Although the docket material is a repository of factual information about the accident and does not include any NTSB conclusions, the Textron Aviation AReS report does include some observations, notably:

“Airspeed management was a significant issue during the approach. As the descent was initiated, airspeed was 201 kias; gear, flaps, and speed brakes were retracted; and partial thrust was applied. Airspeed increased to 220 kias over the following 30 seconds, which precluded the extension of landing gear and Flaps 2, which would have provided additional drag to aid in slowing the aircraft. The need for speed reduction was evidently apparent to the crew throughout the descent, as seen by the partial extension of speed brakes and by the extension of landing gear and flaps immediately after each of their maximum extension speeds was reached.”

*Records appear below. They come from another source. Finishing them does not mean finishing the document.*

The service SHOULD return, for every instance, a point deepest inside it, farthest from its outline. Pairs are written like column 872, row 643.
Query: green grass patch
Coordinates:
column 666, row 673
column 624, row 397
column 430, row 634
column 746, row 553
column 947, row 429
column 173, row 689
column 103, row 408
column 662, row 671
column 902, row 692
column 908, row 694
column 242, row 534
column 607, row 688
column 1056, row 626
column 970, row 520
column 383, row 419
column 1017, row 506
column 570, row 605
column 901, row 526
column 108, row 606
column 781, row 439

“Awareness of the high touchdown speed also likely contributed to the decision to deploy thrust reversers immediately after touchdown. A contributing factor was likely distraction due to terrain and navigation. The turn and descent to initiate the approach began while one ridge remained ahead. The subsequent course correction and terrain avoidance maneuvers created a distraction from speed management and configuration control as the approach resumed.”

“The misuse of thrust reversers was also a significant factor in the outcome of the flight. Thrust reverser deployment was commanded before the aircraft was firmly on the ground, and the command was still in place through the subsequent bounces. The Model 680A AFM prohibits the use of thrust reversers during touch-and-go landings. The unlocking of thrust reversers on the third bounce and their full deployment in air prevented application of forward thrust for a go-around attempt. If the throttles had been pulled back to idle then advanced again, the Fadec would have reset the idle latch, and reverse thrust would have been applied in air.”

“As shown in the landing distance calculations in section 5.3, extension of speed brakes on touchdown has a significantly greater effect on total landing distance than thrust reverser use. Even at Vref+19 knots, a landing within the available runway length was possible given a touchdown with no bounce followed by use of speed brakes and wheel brakes.”